Café y whisky

Miriam G.

Abrió los ojos, y la luz se le clavó en las pupilas estremeciéndole el cerebro; tenía la boca seca, y le dolía la espalda por haber dormido una noche más en el sofá. Cuando logró incorporarse, vio a su compañera de anoche tirada sobre la alfombra desgastada del salón. Ella, querida y odiada a partes iguales, la causante de sus desgracias y la única que conseguía aliviarle de sus sombras, o quizás hundirlo más en estas. En su interior no quedaba ni una gota de whisky: ya no le servía para nada.

Logró levantarse y, arrastrando los pies, se dirigió al baño para darse una ducha antes de volver a la oscuridad de la mina. Se duchaba dos veces al día: por la mañana, para quitarse el olor a alcohol de la piel; por la tarde, para quitarse el tizne del carbón. Al pasar por delante del dormitorio, paró un momento y echó un vistazo a la cama que había compartido con Lillian hasta el día en que ella se había largado con una maleta en la mano y con decepción en la mirada.

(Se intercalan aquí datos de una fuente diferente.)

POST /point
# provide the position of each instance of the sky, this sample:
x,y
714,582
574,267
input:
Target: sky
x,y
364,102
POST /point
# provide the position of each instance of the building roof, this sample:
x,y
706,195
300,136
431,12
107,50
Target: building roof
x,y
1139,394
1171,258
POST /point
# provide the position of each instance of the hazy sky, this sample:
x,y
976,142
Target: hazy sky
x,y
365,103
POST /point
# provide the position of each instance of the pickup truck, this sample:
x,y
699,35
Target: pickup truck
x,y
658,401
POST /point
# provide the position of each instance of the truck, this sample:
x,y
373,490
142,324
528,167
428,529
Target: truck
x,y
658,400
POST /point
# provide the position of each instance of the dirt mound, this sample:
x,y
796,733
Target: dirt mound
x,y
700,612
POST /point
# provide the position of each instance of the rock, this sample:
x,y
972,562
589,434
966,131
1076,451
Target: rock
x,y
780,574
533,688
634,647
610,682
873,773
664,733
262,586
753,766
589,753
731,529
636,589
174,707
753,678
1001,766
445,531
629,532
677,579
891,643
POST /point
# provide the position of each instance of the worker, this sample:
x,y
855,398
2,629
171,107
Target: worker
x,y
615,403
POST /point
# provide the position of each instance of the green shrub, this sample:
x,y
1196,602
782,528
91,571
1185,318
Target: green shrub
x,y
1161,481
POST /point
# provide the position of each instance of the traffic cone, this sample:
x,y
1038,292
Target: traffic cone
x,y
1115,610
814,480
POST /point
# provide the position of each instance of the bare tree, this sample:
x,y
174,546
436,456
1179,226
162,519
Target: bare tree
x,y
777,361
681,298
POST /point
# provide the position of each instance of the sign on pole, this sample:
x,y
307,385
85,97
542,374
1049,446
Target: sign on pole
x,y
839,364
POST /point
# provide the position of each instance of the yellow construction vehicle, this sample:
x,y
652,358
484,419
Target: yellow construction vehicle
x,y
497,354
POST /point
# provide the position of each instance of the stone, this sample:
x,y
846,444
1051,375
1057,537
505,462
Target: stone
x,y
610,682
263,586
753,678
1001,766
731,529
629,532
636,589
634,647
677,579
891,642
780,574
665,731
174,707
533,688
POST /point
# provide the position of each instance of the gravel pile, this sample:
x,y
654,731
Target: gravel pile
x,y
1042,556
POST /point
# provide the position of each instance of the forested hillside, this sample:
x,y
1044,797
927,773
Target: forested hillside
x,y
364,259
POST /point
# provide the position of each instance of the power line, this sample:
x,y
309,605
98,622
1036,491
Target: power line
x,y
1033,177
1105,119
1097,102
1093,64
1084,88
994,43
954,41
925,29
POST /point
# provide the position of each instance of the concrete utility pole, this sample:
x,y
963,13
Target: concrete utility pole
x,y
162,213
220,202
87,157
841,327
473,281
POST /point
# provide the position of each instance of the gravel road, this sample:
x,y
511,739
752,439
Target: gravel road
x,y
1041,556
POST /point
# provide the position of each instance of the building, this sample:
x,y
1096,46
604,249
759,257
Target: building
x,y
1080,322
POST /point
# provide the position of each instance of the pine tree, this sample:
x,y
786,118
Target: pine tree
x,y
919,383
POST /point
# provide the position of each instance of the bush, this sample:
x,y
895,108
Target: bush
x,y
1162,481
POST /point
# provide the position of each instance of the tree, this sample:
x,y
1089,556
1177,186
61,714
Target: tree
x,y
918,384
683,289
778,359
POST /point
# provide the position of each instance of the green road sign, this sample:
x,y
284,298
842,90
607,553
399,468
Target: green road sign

No había vuelto a dormir allí desde entonces.

Una vez en el baño, se miró fijamente en el espejo: los surcos que ya se empezaban a marcar alrededor de sus ojos contaban la historia de un hombre que se había dado por vencido. No podía culparla por haberse ido; en su lugar, él también lo habría hecho. Ella no lograba entenderlo, y él se había refugiado en el alcohol. El whisky anestesiaba y no juzgaba.

Cuando salió de la ducha, se preparó un café doble; lo metió en el termo, subió a la camioneta y se dirigió un día más a la oscuridad de la mina, al lugar maldito que le oscurecía el alma. Había empezado a trabajar allí cuando no era más que un chaval; su familia necesitaba el dinero y siempre pensó que tendría la oportunidad de salir de allí, pero ahora, con canas en la barba, se preguntaba en qué momento se había quedado atrapado.

Él amaba a Lillian con todo su corazón, pero no había sido suficiente; había intentado esconder la maldita tristeza que le agarraba las entrañas en el fondo de la botella,  y eso no fue más que el principio del final.

Era viernes y, cuando terminó la jornada, se dirigió junto con algunos de sus compañeros al bar. Al cabo de unas horas, se quedó solo delante del vaso retrasando el momento de volver a una casa vacía.

A la mañana siguiente, se despertó en su cama con la ropa del día anterior aún puesta. «Un momento, ¿qué estoy haciendo aquí y cómo he llegado?», pensó. La resaca era terrible, entonces olió… ¿Café?

Bajó a la cocina y encontró a Winema sentada en la mesa de la cocina con una taza de café humeante entre las manos. Winema vivía en un rancho cercano donde criaba caballos; se conocían desde el instituto. Una vez le contó que su nombre significaba «jefa»; era de origen nativo y tenía un carácter fuerte. Desde que él había empezado en la mina, no habían tenido mucho contacto.

—Que ni se te pase por esa cabezota que ha habido ni habrá nada entre nosotros —fue lo primero que le dijo—: Anda, ven a tomar un café, creo que lo necesitas más que yo.

—Pero qué ha…

—Te encontré anoche y no acertabas a meter la llave en la puerta de la camioneta; no iba a dejar que condujeras hasta aquí, así que te subí en mi coche, y te acompañé. Me costó mucho convencerte de que subieras a la cama. Acabo de volver para ver qué tal, porque parece que no estás en el mejor de tus momentos Jimmy. —Él no contestó; se limitó a mirar su taza de café avergonzado. Winema no se anduvo con rodeos—: Ayer con la borrachera me contaste cosas y le he estado dando vueltas al asunto. El caso es que hace tiempo que me planteo contratar a alguien para ayudarme en el rancho con los caballos. ¿Te gustaría trabajar para mí? Pero con una condición: nada de whisky.

La propuesta lo pilló por sorpresa, pero un brillo asomó en su mirada.

 

Meses después, descolgó el teléfono y marcó el número: “Lillian, soy yo. Me preguntaba si te apetecería tomar un café conmigo mañana, tengo muchas cosas que contarte”.